Désertification médicale, une lutte insuffisante ?

Sujet très peu présent au cours de cette campagne présidentielle, la désertification médicale est pourtant un enjeu vital de santé publique. De nombreux territoires ruraux se vident de leurs médecins généralistes à mesure que ceux présents prennent leur retraite. Bien conscientes de cette problématique, beaucoup de collectivités se sont attaquées au problème pour un impact discutable…

Des collectivités qui s’engagent

Parmi les nombreux territoires touchés par le fléau de la désertification médicale, le Conseil Départemental de Charente-Maritime a décidé de prendre le problème à bras le corps et a instauré un dispositif financier cumulable avec les aides de l’Etat et destiné à encourager les jeunes médecins généralistes à s’installer dans des territoires où l’offre de soin s’amenuise.

En effet, Corinne Imbert, sénatrice et vice-présidente du Conseil Départemental, nous explique que « si la situation de la Charente-Maritime peut apparaître comme à peu près favorable si l’on parle du nombre de médecins généralistes pour 100 000 habitants sauf que la situation est contrastée en Charente-Maritime : il y a des territoires en risque de ou souffrant déjà de la désertification médicale et il y a des territoires, proches du littoral, attractifs où le problème est moins marqué. Même si on peut toujours dire que, sur une ville comme La Rochelle, il y a des quartiers un peu plus fragiles que d’autres ». Ainsi, « toute la partie Est de la Charente-Maritime est très tendue en termes de médecins généralistes et près de 50 % des médecins généralistes libéraux ont plus de 55 ans ».

Dès lors, le Conseil Départemental « s’est engagé en 2010-2011 en mettant en place un dispositif sous forme d’une bourse qui est proposée aux étudiants en 3ème cycle, en internat de médecine générale.

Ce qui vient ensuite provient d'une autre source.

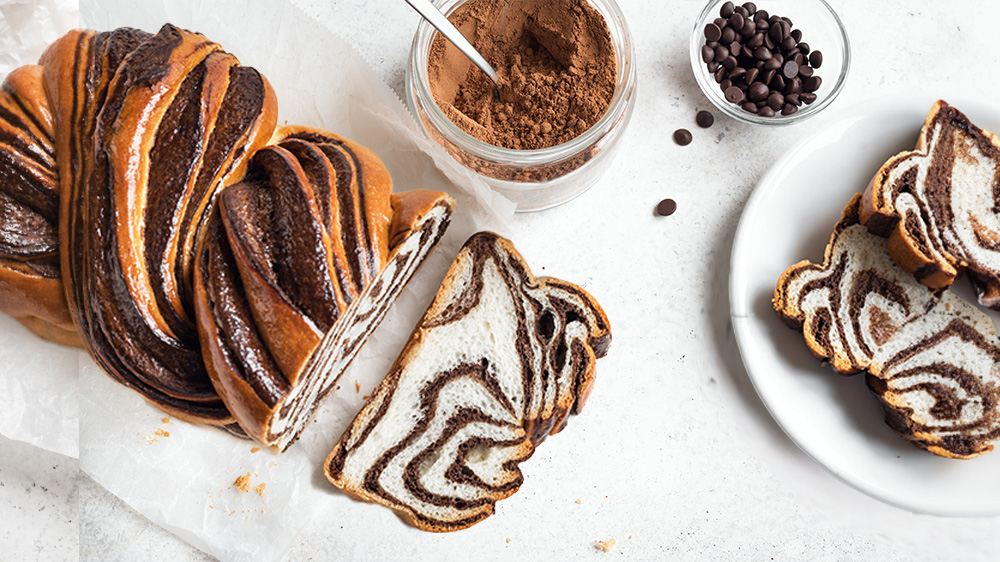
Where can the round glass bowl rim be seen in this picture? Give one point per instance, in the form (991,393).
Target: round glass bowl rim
(623,96)
(706,82)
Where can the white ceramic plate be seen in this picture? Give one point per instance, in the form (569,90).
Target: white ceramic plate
(835,419)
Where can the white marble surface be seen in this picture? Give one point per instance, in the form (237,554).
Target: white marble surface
(704,472)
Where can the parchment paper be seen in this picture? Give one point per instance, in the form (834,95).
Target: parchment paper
(182,476)
(38,390)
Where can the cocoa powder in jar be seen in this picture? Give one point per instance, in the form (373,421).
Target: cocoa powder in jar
(556,62)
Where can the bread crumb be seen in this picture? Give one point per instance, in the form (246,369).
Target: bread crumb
(606,546)
(242,483)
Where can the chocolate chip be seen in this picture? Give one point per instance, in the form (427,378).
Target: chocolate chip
(712,32)
(667,207)
(734,94)
(759,61)
(816,59)
(791,69)
(707,53)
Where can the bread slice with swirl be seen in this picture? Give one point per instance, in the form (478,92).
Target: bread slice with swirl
(937,204)
(938,379)
(498,362)
(852,303)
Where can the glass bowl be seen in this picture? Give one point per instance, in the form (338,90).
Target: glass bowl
(533,179)
(821,29)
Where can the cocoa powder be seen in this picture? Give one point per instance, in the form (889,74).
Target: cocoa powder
(557,67)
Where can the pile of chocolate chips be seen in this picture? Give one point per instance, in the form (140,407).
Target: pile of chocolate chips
(759,61)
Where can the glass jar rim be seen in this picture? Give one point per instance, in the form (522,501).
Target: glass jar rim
(417,78)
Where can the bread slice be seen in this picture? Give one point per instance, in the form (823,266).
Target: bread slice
(852,303)
(498,362)
(938,379)
(937,204)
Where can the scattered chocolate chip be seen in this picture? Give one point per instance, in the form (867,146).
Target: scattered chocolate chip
(704,119)
(666,207)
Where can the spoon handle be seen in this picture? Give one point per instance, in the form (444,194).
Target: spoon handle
(430,13)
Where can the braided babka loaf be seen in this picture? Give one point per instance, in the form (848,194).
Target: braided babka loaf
(854,302)
(938,379)
(937,204)
(933,361)
(121,157)
(498,362)
(30,282)
(291,248)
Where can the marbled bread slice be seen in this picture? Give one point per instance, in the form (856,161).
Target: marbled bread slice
(854,301)
(937,204)
(938,379)
(498,362)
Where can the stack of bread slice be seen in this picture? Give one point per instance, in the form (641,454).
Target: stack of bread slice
(932,359)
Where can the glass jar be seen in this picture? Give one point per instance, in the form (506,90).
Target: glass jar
(533,179)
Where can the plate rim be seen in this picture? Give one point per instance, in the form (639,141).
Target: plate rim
(742,318)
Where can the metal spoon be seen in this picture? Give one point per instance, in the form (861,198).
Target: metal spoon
(430,13)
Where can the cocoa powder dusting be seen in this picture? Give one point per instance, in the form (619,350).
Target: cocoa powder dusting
(557,67)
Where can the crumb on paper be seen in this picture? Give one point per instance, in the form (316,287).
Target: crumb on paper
(242,483)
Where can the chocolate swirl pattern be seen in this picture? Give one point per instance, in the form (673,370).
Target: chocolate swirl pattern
(125,220)
(153,126)
(30,285)
(303,238)
(854,302)
(498,362)
(937,204)
(939,381)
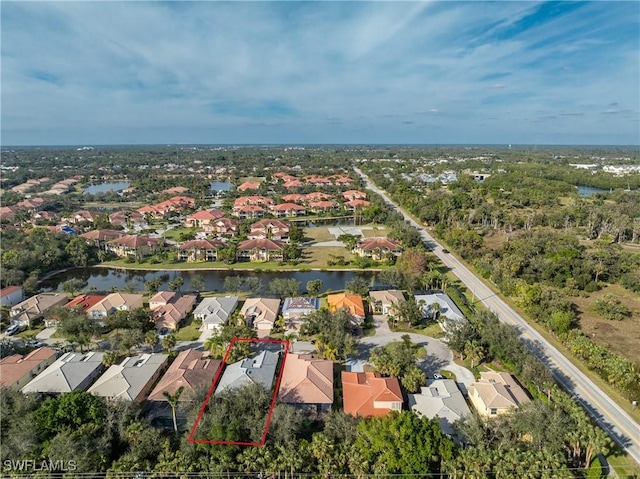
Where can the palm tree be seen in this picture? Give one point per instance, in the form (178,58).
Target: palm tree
(173,402)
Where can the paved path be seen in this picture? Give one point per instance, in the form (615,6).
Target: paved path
(612,418)
(439,356)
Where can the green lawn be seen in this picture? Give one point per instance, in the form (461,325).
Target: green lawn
(190,331)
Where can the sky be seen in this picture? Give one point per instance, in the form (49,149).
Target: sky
(322,72)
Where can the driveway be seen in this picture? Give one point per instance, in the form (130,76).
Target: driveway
(439,356)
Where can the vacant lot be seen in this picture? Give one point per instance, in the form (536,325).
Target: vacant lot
(621,337)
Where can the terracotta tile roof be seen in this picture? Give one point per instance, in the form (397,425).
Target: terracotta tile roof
(362,390)
(202,244)
(15,367)
(102,235)
(190,369)
(85,301)
(352,302)
(135,241)
(261,243)
(356,203)
(306,380)
(379,243)
(287,207)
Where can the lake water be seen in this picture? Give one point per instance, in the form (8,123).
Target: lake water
(588,191)
(221,186)
(104,279)
(106,187)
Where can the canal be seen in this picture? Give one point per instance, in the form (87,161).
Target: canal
(107,279)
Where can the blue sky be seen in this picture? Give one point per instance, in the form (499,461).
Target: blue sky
(320,72)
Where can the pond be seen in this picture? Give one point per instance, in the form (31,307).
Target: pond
(105,187)
(105,279)
(220,186)
(588,191)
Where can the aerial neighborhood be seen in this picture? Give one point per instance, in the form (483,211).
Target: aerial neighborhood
(238,305)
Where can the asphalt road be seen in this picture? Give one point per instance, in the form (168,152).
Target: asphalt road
(616,422)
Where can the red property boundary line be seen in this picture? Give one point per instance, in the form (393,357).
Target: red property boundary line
(215,383)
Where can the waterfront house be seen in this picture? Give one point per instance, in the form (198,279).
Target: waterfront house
(377,248)
(369,394)
(261,314)
(260,250)
(351,302)
(115,302)
(35,307)
(258,369)
(215,312)
(70,372)
(307,383)
(170,308)
(191,369)
(382,301)
(134,245)
(270,229)
(132,379)
(17,370)
(11,295)
(200,250)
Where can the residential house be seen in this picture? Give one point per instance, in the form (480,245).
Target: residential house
(222,227)
(11,295)
(191,369)
(369,394)
(36,307)
(288,210)
(446,310)
(115,302)
(353,205)
(377,248)
(255,200)
(132,379)
(260,250)
(351,302)
(101,237)
(81,216)
(126,219)
(317,196)
(215,312)
(354,195)
(321,207)
(249,185)
(200,250)
(382,301)
(270,229)
(200,219)
(70,372)
(261,313)
(134,245)
(17,370)
(294,198)
(295,309)
(81,303)
(248,211)
(496,393)
(307,383)
(441,399)
(259,369)
(170,308)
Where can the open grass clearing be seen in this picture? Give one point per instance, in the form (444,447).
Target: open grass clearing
(620,337)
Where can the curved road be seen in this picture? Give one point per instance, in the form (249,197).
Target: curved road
(616,422)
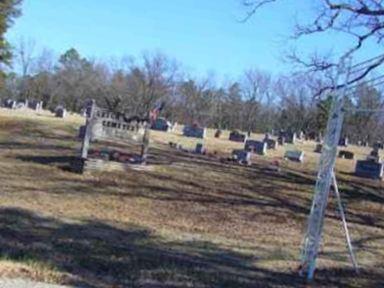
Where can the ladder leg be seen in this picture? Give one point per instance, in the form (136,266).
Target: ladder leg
(344,221)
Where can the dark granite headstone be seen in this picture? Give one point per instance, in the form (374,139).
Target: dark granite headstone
(369,169)
(297,156)
(161,124)
(60,112)
(218,133)
(271,144)
(199,148)
(194,131)
(378,145)
(236,136)
(319,148)
(346,154)
(257,147)
(242,156)
(343,142)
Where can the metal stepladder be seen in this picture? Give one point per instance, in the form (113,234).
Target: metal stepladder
(326,178)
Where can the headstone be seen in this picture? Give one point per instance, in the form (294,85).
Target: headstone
(10,104)
(319,148)
(161,124)
(378,145)
(374,156)
(271,144)
(301,135)
(218,133)
(60,112)
(194,131)
(290,138)
(343,142)
(199,148)
(236,136)
(369,169)
(286,137)
(22,104)
(346,154)
(297,156)
(35,105)
(257,147)
(319,138)
(82,131)
(242,156)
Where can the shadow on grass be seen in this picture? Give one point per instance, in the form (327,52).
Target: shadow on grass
(100,255)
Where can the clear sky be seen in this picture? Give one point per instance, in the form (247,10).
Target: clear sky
(206,36)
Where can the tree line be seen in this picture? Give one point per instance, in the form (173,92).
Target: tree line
(256,101)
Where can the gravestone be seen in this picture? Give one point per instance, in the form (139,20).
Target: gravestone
(10,104)
(290,138)
(241,156)
(257,147)
(271,144)
(319,138)
(378,145)
(199,148)
(35,105)
(236,136)
(60,112)
(319,148)
(286,137)
(343,142)
(161,124)
(374,156)
(82,130)
(194,131)
(369,169)
(112,129)
(301,135)
(346,155)
(218,133)
(21,104)
(297,156)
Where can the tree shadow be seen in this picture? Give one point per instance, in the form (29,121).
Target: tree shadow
(97,254)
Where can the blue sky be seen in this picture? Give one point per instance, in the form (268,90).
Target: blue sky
(206,36)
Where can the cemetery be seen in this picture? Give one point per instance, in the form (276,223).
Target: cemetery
(194,181)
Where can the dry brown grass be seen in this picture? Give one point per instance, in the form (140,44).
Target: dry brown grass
(190,222)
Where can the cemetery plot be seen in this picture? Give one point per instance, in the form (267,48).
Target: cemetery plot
(369,169)
(236,136)
(125,141)
(144,221)
(297,156)
(194,131)
(161,124)
(346,154)
(257,147)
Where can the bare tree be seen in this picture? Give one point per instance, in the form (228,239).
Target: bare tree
(363,20)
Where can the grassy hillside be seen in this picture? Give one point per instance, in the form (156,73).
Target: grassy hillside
(188,222)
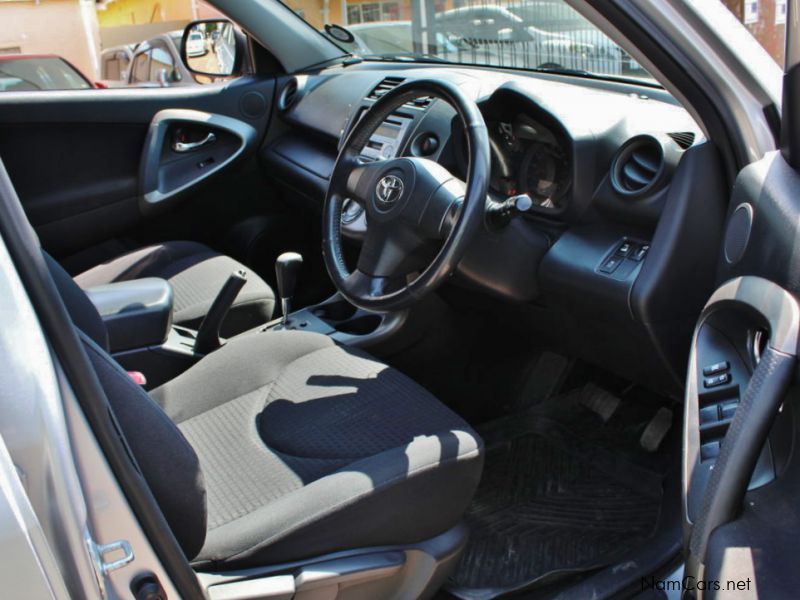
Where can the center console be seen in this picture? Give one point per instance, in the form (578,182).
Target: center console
(138,317)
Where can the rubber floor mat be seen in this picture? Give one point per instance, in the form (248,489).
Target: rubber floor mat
(549,505)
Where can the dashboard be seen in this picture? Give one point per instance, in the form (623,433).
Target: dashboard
(528,158)
(626,193)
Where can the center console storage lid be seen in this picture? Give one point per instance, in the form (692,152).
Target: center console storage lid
(137,313)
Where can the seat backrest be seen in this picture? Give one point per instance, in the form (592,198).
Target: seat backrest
(167,462)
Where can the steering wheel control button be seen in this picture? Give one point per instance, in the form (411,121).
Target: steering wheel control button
(720,367)
(611,264)
(716,381)
(351,211)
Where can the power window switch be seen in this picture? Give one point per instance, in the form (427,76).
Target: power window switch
(709,450)
(728,409)
(720,367)
(625,249)
(709,414)
(716,380)
(640,253)
(611,264)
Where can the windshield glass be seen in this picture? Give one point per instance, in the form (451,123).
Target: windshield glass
(524,34)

Cette bourse est financière, une somme d’argent versée pendant 3 ans avec, en contrepartie, un engagement d’installation pendant au moins 4 ans dans une des zones identifiées par le département comme ayant besoin de médecins généralistes ». Un zonage effectué en « collaboration avec l’Ordre des Médecins et avec l’Agence Régionale de Santé » et qui reste « évolutif, pour répondre à une demande brutale comme le départ ou le décès d’un médecin ».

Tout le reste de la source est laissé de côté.